The Bank of America (BAC) issued a warning about cryptocurrencies, citing as one of the key risk factors to competitiveness and profits.
This is not a new suggestion. It has long been debated that bitcoin and similar assets that are not based on any real-world objective valuable may not so much threaten the established financial system but topple it all together.
Despite the peer-to-peer, electronic cash, which promises to completely, overhaul how we trade money, arguably quicker and more securely, still seems like a topic in a sub forum rather than a real-world investment tool that can be relied upon to prop up anything a financial world system.
But BAC is not the first institution or industry expert to have noticed this disturbing trend. Still, publications in the Financial Times and exerts own account are not as ominous as the real-world applications may seem.
More specifically, BAC focuses on three possible ways in which cryptocurrencies may undermine the established economic order
Number one, they can devaluate FIAT currencies while not proving much of a substitute themselves.
Number two, clients may choose to start trading in speculative assets because their business partners do. This, BAC considers may lead to a downward spiral.
Lastly, cryptocurrencies have another major drawback, which is often cited as their strength. Because these cryptocurrencies are not regulated by anyone, nobody knows what their origin is. Subsequently, nobody can guarantee if they are coming from a legitimate source. Moreover, only a handful of all people involve in cryptocurrencies have been paying any sort of tax on top of their earnings, which may get them into hot water with the IRS.
Price volatility is another major concern of the cryptocurrencies that needs attention.
Trust the Technology, Not the Replicas
The bigger issue today is whether the technology that underpins those dodgy assets is still applicable on a larger scale. Fintech companies who are also sanctioned by government and monetary unions, including the European Union, are now slowly gaining traction and endorsement.
In other words, there is a good chance that Blockchain will stay and continue to develop its offshoots, but cryptocurrencies’ future is not as bright. Should bank figure out to use blockchain technology to allow individuals to transact money safely and securely, these putatively new form of money may peter out as quickly as it came to life.
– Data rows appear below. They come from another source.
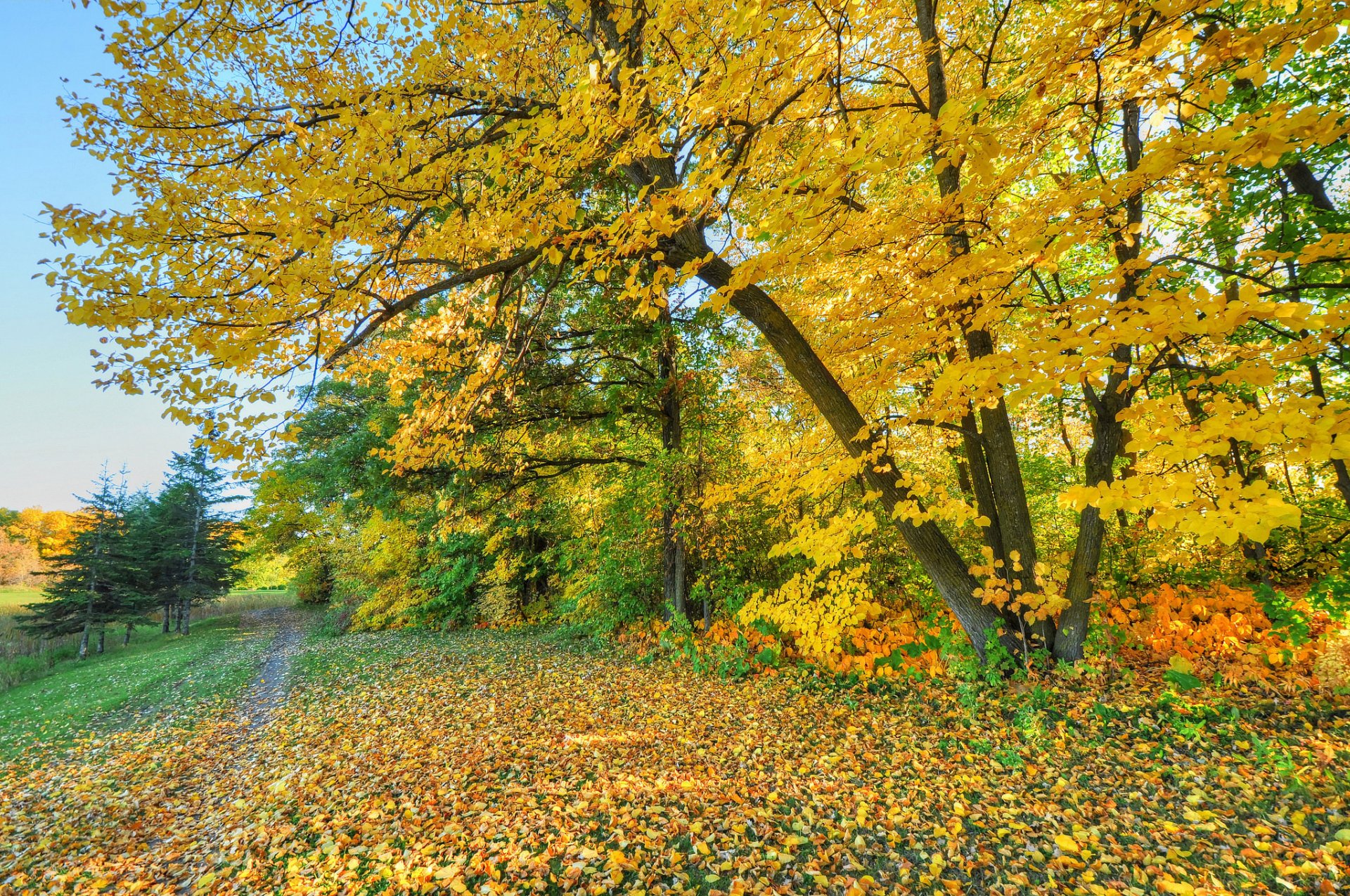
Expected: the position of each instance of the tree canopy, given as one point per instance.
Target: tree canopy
(971, 236)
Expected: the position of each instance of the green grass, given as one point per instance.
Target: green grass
(154, 675)
(14, 597)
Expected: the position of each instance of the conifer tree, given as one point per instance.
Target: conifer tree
(192, 557)
(88, 582)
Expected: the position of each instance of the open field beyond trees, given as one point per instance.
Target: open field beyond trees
(506, 762)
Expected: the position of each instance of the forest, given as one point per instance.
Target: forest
(726, 447)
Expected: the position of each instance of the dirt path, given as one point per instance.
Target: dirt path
(273, 680)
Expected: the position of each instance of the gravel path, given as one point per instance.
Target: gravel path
(269, 690)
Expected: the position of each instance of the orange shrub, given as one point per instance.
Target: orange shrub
(1218, 629)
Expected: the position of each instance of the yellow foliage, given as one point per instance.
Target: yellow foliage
(1221, 629)
(1333, 665)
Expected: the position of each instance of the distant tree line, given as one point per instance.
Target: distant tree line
(138, 555)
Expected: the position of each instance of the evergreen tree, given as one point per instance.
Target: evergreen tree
(191, 552)
(89, 580)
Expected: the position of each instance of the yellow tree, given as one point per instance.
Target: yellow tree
(933, 216)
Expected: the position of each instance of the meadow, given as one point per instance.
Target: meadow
(26, 659)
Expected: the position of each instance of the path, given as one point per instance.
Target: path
(269, 687)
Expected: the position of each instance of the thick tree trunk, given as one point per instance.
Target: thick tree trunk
(1009, 507)
(944, 564)
(949, 573)
(1107, 435)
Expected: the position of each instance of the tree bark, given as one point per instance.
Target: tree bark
(673, 436)
(949, 573)
(1107, 431)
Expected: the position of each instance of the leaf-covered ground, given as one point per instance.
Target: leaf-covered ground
(497, 762)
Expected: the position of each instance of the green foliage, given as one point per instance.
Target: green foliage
(160, 674)
(1285, 620)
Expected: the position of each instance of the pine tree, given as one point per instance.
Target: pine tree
(193, 555)
(89, 580)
The new platforms that have been appearing in the world of cryptocurrencies are mostly an imitation of what we know about the established financial order. Still, they offer some flexibility, but are not yet proven to be as efficient and secure as their incumbent counterparts.
But crypto exchanges have proven less than reliable in recent years. For starters, a handful of those that were thought impenetrable were picked clean through low-secure wallets.
It’s truly unbelievable that an operation that manages millions worth of crypto tokens would leave something so banal penetrate their defence when the first thing any cryptowallet would advise you is to keep your information in a secure, and possibly, off the grid wallets.